When I arrived there with my father, the local farmers described Podere La Torre as a hillside known for its vipers, mushrooms, olive oil, and fragrant wine. At the top of the hill was a large stone farmhouse, and around it a thicket of brambles, broom, and holm oaks.

When I arrived in Montalcino, I was young. I traveled with my father in a white car, where our mutual desire for recognition expressed itself in a sequence of silences, smiles, and disagreements.

One day, as I gazed into the horizon, we came to a place of intense light; atop a hill stood a ruin, surrounded by pasture and patches of broom, brambles, and holm oaks. From the abandoned barn, we watched clouds drift by above us; my father and I were above the clouds, always together, with affection and with resentment.

Later, I learned that much life had unfolded in that ruin, and that a few years before, it had housed a sharecropper family of eighteen people; the traces they left behind were soot-stained oven walls, a mingled smell of stable and flour, stray stalks of straw in the yard, and three large cherry trees; around the hill, the wind bent the broom over once-cultivated land.

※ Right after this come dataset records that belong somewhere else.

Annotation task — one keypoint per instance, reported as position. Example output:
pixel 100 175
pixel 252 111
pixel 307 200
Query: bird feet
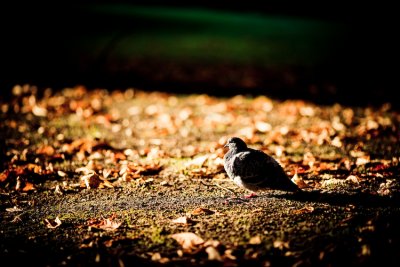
pixel 235 199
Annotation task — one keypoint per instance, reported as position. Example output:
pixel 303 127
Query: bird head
pixel 235 143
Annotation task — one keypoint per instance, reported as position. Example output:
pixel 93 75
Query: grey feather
pixel 253 169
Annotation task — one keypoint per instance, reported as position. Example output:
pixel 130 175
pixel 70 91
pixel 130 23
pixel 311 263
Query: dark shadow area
pixel 283 50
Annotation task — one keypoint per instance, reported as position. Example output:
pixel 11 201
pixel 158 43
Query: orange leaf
pixel 53 223
pixel 306 209
pixel 199 211
pixel 188 240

When my father decided to buy the farm, I didn’t believe that place would become a part of my life, but that ruin—with its stones, white plaster, and wind I imagined also white—soon captured me. An unexpected seduction of colors began with the pink-blue of sunset lighting faces with a glow I had never seen, then the blue of nights bright with stars, and finally the dawn light unveiling every flower and bud in the wonder of their shapes.

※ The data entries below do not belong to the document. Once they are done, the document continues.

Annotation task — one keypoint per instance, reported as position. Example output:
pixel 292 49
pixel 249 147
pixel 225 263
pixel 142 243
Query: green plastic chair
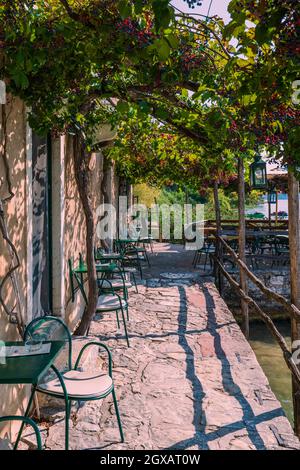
pixel 25 420
pixel 72 384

Beyond beauty, that place, bathed in light and open horizon, resonated with my sense of space—an infinite space rich in possibility, life, and prospects for my ways of being. At that time I had no real awareness of who I was and drifted in a sea of outlines and centers; my idea of space was felt in my wide stride—sometimes hesitant, sometimes bold, as if in my step I conveyed the confusion of ease and shyness in one coming into being; my mind still sailed in a kind of unconsciousness, and with the clouds I watched from above, I shared passing shapes, movement, and changeability.

Perhaps my tendency to have my head elsewhere didn’t fit with the farm world ruled by necessity and seasons, but with its people, I shared the same language; in fact, I too came from an agricultural background and spoke a language rooted in times of harvest, sowing, and waiting.